When I bought the Cabby it would barely start, or rather took 5-10 attempts to start it. But it would eventually run poorly until it warmed up a bit. Once warm it runs great, has lots of pep, and is a ton of fun.

I first checked the in tank fuel pump and found it wasn't working. So I replaced that, and also sucked out as much rust and sediment as I could out of the tank. I had to zip-tie the screen to keep it on upon reassembly but it seems to be working great now, and easily passes the flow test.

But it still starts hard and requires multiple attempts. It will start and run for 2-4 seconds then die. I assume as the cold start injector bleeds off it's running too lean and dying. I disconnected the cold start injector and it won't start at all.

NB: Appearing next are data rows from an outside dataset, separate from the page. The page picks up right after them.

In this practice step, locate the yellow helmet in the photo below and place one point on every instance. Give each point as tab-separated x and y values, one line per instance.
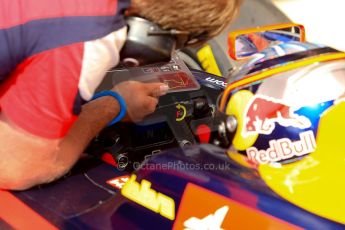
290	107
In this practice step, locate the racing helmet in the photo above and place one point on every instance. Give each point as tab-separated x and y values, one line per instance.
289	102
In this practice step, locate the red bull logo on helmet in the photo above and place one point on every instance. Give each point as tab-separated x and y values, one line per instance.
263	113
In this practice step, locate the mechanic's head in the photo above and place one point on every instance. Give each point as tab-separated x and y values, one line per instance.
198	17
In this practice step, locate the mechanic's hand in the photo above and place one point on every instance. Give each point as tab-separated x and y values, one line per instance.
141	98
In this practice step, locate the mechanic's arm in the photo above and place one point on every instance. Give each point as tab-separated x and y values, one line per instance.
28	160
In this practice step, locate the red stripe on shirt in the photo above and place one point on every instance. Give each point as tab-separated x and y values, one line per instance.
16	12
39	96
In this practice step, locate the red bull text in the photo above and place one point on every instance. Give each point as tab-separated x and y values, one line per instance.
283	149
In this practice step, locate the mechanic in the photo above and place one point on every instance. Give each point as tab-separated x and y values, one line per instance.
54	54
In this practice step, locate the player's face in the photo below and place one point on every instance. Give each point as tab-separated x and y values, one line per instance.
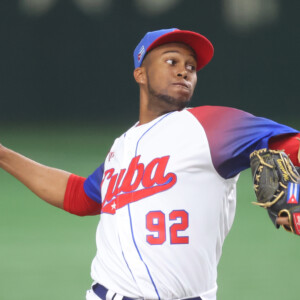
171	75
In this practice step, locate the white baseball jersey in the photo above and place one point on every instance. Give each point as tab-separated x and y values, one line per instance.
168	194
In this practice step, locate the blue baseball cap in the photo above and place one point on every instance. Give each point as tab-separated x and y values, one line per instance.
202	47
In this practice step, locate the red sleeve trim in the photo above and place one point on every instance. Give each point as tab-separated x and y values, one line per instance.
76	201
290	144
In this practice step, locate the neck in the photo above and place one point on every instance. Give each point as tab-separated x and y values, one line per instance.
151	109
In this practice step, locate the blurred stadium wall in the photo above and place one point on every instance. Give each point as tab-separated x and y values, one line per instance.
72	60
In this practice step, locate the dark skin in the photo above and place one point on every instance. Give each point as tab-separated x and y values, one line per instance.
167	79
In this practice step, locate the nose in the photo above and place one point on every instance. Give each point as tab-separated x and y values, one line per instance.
183	74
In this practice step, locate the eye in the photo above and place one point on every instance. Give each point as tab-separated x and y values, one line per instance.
191	67
171	61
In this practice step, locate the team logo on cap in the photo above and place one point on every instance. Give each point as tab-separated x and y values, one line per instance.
293	193
141	53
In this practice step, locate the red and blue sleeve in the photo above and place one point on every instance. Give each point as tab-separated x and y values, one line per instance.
83	195
233	134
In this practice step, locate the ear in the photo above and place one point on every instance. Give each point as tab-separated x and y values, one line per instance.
139	75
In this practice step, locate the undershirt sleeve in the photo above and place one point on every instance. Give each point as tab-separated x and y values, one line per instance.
290	144
76	201
233	134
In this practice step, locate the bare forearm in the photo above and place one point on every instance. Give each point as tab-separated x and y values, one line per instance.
47	183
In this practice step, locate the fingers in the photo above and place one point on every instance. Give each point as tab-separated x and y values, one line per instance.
283	221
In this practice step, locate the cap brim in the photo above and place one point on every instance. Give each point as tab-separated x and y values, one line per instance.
202	47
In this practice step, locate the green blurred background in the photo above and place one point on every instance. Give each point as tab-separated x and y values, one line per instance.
67	91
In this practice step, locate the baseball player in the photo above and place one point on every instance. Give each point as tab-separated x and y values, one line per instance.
166	192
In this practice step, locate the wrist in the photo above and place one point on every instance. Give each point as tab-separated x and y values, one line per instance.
3	154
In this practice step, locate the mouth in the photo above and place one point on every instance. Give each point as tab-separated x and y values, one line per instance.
183	84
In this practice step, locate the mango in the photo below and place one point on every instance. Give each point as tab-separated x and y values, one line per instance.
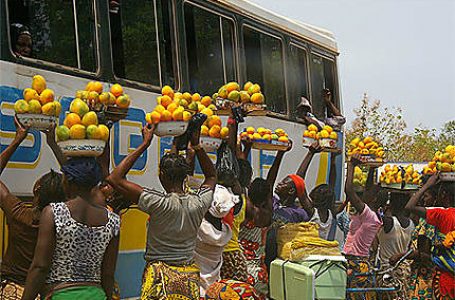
63	133
79	107
21	106
39	83
103	131
90	118
30	94
34	107
77	132
93	132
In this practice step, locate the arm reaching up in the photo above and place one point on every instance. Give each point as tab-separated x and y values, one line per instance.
50	140
412	203
21	134
355	200
117	178
207	166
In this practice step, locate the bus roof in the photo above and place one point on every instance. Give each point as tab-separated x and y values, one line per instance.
315	34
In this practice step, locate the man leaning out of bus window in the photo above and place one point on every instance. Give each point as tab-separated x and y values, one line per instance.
334	117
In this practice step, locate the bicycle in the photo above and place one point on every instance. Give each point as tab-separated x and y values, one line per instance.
393	285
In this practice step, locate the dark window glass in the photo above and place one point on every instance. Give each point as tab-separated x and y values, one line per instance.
298	77
137	47
210	49
264	65
52	28
322	77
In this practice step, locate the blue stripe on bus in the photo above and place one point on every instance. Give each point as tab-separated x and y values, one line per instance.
128	274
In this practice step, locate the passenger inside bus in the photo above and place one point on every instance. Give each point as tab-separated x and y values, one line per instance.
21	39
334	117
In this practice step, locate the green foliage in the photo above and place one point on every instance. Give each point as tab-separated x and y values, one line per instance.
387	126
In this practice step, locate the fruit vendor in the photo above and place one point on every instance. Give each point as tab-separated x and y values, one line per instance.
334	117
442	217
23	221
170	245
365	224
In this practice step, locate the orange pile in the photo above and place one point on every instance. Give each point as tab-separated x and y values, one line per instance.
38	99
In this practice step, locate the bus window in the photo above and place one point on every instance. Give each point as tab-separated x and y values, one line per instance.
141	41
298	77
264	65
210	49
322	76
52	26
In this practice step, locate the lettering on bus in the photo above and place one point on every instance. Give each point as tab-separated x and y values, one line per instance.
127	137
27	155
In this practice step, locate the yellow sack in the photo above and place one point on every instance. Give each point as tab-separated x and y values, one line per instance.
287	233
304	247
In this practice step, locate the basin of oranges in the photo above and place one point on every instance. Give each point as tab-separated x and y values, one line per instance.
327	137
371	151
249	97
400	177
38	108
81	134
267	139
444	162
170	114
114	103
212	133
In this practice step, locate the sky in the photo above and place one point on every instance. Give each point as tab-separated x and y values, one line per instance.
401	52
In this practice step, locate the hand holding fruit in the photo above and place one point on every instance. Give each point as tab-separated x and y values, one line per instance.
147	133
21	130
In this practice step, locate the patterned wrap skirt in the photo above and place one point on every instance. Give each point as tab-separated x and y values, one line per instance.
162	281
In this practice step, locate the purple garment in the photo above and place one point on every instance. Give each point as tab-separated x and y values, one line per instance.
288	214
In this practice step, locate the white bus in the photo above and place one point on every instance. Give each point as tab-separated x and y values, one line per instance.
192	45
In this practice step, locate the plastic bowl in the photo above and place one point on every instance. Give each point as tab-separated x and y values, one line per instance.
37	121
87	148
172	128
210	143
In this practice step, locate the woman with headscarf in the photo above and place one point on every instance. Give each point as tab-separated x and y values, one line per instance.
23	221
77	242
21	40
442	217
175	218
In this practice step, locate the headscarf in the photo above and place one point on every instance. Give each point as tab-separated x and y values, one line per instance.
299	183
83	170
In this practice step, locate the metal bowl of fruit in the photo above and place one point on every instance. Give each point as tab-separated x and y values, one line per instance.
83	147
210	144
171	128
37	121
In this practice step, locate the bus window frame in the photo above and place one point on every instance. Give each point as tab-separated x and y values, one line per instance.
38	63
249	24
333	58
235	38
175	57
308	73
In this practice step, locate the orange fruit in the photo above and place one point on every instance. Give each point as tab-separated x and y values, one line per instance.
123	101
206	101
155	117
97	87
167	91
166	100
172	107
196	97
77	132
116	90
204	130
186	116
166	116
71	120
159	108
214	120
257	98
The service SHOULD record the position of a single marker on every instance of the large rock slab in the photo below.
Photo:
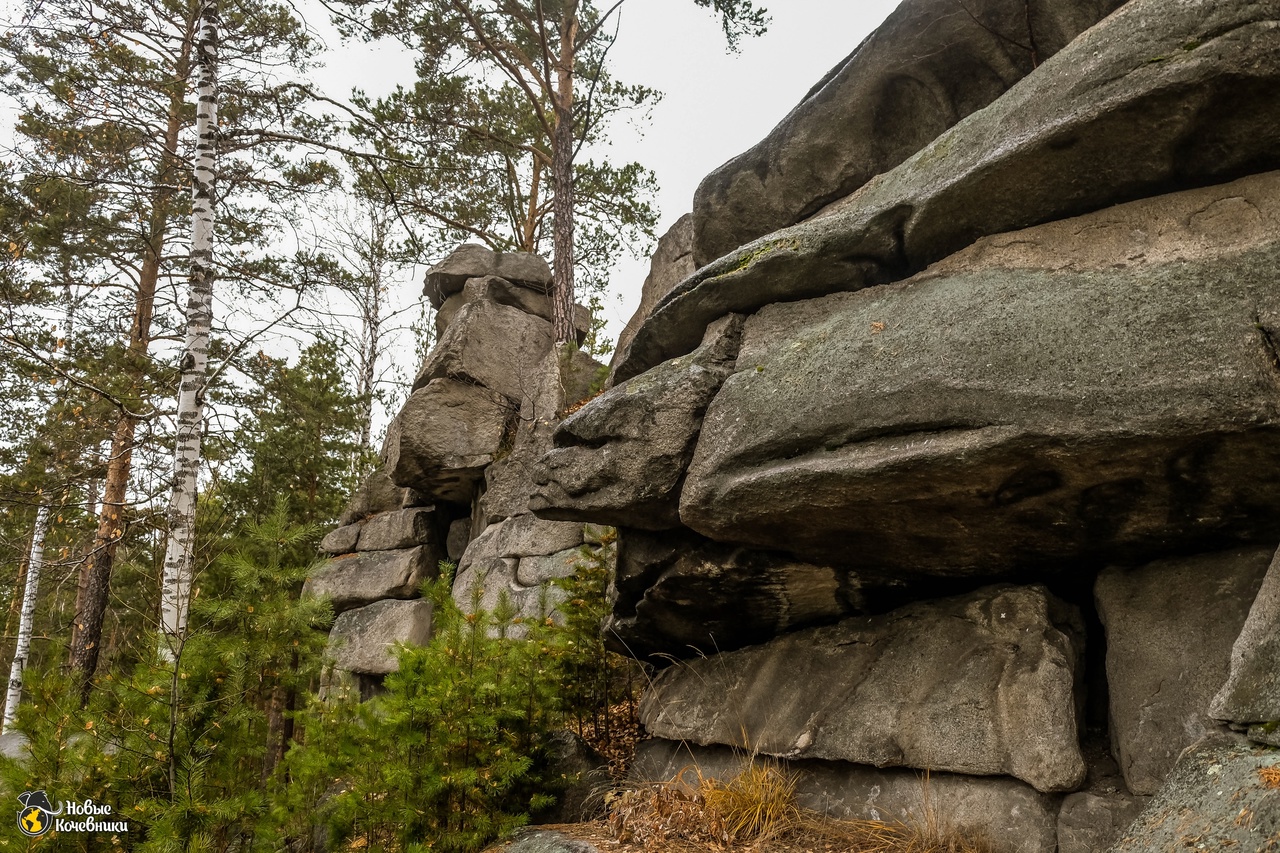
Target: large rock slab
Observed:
(472, 260)
(1013, 816)
(1170, 626)
(1223, 796)
(444, 437)
(490, 345)
(364, 639)
(1155, 97)
(672, 263)
(563, 381)
(1251, 696)
(979, 684)
(361, 579)
(928, 65)
(621, 459)
(1100, 388)
(677, 594)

So I picked up a CIS fuel gauge set and I have been attempting to test the pressures, and here's where I'm stuck.

I have great system pressure, I measure 72 PSI at the top of the fuel distributor.

But when I measured the cold control pressure the first time it was exactly the same.

I remove and cleaned out the WUR, and found the screens to be totally blocked. I cleaned them out, and at the moment I'm just running without them. I can blow air easily through the WUR with the fuel hoses disconnected, but it doesn't taste good.

The control pressure dropped slightly, but was still over 60 PSI.

So I replaced the o-ring inside the WUR. This helped a bit more, now I'm down in the 50s. But the Bentley says it should be closer to 20 PSI, and it still starts then stalls immediately.

I have tried measuring the cold control pressure with the WUR disassembled, so there is no pressure on the P-spot or center of the diaphragm. According to this site - http://www.benzworld.org/forums/w126-s-se-sec-sel-sd/1372083-warm-up-regulator-wur-calibration.html - the control pressure should be only 0.5 bar or about 7 PSI with no pressure on the diaphragm. But I'm still getting almost 60 PSI.

I also just tried removing the main pressure regulator from the side of the fuel distributor. The o-rings are still soft and I didn't see any dirt or anything that suggests it's not working right.

Any ideas on what else could be causing the control pressure to stay high? I'm planning on trying to crack various hoses to see if pressure drops, but that's a messy procedure and my garage is already covered in gasoline!

I should also mention that I have checked the injectors and O-rings and they have good patterns, and the o-rings are still pliable. I have new ones I plan to install anyway, but it runs fine once running. Good idle, excellent acceleration. It's just the cold running pressures that have me stumped.

I also pulled the return hose to the tank and I can blow into it and hear air bubbles in the tank. Again this doesn't taste great... but in the name of science!

What should I try next? Clean out the fuel distributor? Maybe the center plunger is stuck?

Bad main pressure regulator?

I'm trying to approach this as methodically as possible, but I'm new to CIS and a bit stumped.

Thanks!
Ian 
Portland, OR
1985 VW Cabriolet Wolfsburg

PS - I have played with mechanical fuel injection for years on Alfa Romeos, but it's a COMPLETELY different approach and system. It has been fun to learn a different way to skin this cat.


----------



## WethVento2.0 (Dec 29, 2016)

not sure what to suggest but one thing jumped out at me.

Pretty elementary but still ... 

Is your fuel pressure gage hooked up between the middle line on the fuel dizzy and the line that goes to WUR?? 

if not, then it should be. 

I hope this helps.


----------



## [email protected] (Aug 9, 2016)

I had a very similar issue with my '84 Gti. Just like you, I couldn't seem to get my control pressure down to 20 psi even after removing and cleaning the WUR twice. Finally after removing and disassembling the WUR for the third time, I had success. I ended up separating the two halves of the WUR and putting the top half into a bench vice to hold it in place. Then I tapped the threaded end of the adjustment pin with a hammer until the pin was protruding about an 1/8th of an inch above the surface of the WUR body (see step 4 of this: http://forums.vwvortex.com/showthread.php?4587975-Warm-up-regulator-(WUR)-Calibration

I had to hit the pin really hard repeatedly to get it to move. I then reassembled the WUR and reattached the two fuel lines. My cold control pressure dropped to below 5 psi and the engine started and ran. I tapped the pin deeper into the WUR to adjust the pressure to 25 psi and the engine runs pretty good now. In my case it was all about the position of the PIN in the WUR. Good luck!


----------